What we’re seeing in the MAGNITUDE study is indeed the same thing, that we’re seeing some

genes are associated with benefits across the board with the combination but we’re seeing

some genes with less benefit, as an example CDK12. We saw this in PROfound, there wasn’t a

lot of response rate right there, same with ATM, and we’re seeing this also in the MAGNITUDE

study, CTK12, ATM. But the other alterations that were identified we’re still seeing some of

those benefits.


HP: I believe there’s also some quality of life data coming out from MAGNITUDE?


KC: Yes, quality of life and in particular toxicity. What we know about PARP inhibitors is that they

can cause nausea and they also cause a lot of anaemia and the anaemia can lead to fatigue.

So these are some of the main side effects that we’re seeing in terms of people and what

they’re feeling – nausea and fatigue. So this analysis was looking at their overall quality of life,

which didn’t really seem to be different between the two, but also side effect bother.
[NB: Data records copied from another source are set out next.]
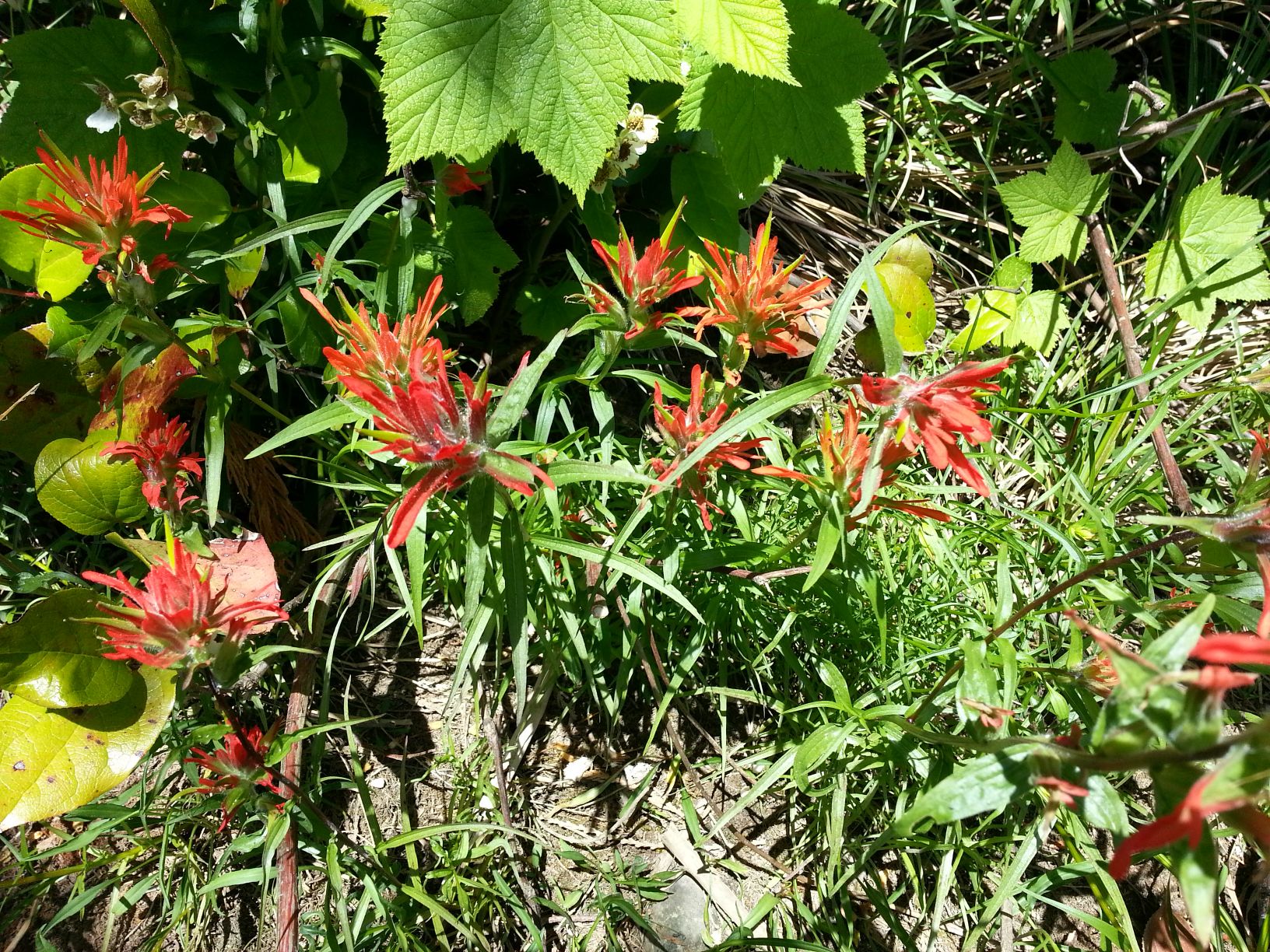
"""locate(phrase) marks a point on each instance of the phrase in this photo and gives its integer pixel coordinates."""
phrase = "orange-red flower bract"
(456, 179)
(683, 431)
(1184, 821)
(753, 293)
(111, 203)
(158, 455)
(426, 427)
(935, 411)
(845, 457)
(643, 281)
(235, 768)
(383, 355)
(176, 617)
This is

important because when we’re adding on additional treatments that have side effects then we

need to understand how that impacts patients. Reassuringly, although there were more side

effect bother with fatigue and nausea in the patients receiving niraparib, in terms of those that

were having severe bother there was very little difference between the two arms. So, yes,

people are having more side effects but it doesn’t appear to be that much of a bother to them.
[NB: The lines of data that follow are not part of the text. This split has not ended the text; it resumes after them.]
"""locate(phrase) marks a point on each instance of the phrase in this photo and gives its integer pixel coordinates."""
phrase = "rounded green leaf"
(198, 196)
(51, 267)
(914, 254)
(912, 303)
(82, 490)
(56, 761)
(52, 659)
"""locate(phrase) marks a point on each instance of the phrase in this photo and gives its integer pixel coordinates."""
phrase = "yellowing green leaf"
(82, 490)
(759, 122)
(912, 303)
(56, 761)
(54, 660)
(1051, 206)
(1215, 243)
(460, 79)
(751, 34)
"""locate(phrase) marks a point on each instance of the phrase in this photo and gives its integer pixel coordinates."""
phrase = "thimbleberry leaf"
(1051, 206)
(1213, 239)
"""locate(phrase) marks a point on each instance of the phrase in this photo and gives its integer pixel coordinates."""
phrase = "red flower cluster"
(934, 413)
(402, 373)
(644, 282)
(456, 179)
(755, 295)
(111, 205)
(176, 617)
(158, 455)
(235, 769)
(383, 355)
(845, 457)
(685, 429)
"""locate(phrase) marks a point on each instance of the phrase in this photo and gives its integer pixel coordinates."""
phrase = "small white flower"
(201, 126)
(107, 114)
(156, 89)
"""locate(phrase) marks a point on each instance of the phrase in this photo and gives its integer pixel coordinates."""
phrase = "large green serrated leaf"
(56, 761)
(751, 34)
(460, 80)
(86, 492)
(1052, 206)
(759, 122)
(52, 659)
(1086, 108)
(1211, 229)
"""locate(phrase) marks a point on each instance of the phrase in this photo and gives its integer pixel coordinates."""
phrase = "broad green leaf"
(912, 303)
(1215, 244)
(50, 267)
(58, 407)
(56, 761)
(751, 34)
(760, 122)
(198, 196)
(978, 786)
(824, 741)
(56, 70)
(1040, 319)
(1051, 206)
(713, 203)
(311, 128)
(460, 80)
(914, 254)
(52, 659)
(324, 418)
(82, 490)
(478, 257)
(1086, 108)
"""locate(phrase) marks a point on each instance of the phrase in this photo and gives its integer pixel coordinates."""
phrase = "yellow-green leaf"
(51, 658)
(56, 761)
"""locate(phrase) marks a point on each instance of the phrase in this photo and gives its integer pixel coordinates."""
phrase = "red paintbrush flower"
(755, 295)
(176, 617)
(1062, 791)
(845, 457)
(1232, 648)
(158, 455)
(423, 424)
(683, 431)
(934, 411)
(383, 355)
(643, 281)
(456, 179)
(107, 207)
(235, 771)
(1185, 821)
HP: That’s really good, it’s one of the questions that people have been asking so it’s wonderful to

have that data. Now, sadly I think we could go on for a lot longer but time is over for this

session. Thank you so much for joining us, I’m sure that the discussions will carry on within

your groups and hospitals at home as we gain further and further information on the optimal

way to treat our men with prostate cancer. So I’d like to say a huge thank you to the panel for a

very interactive discussion and please take care. See you soon.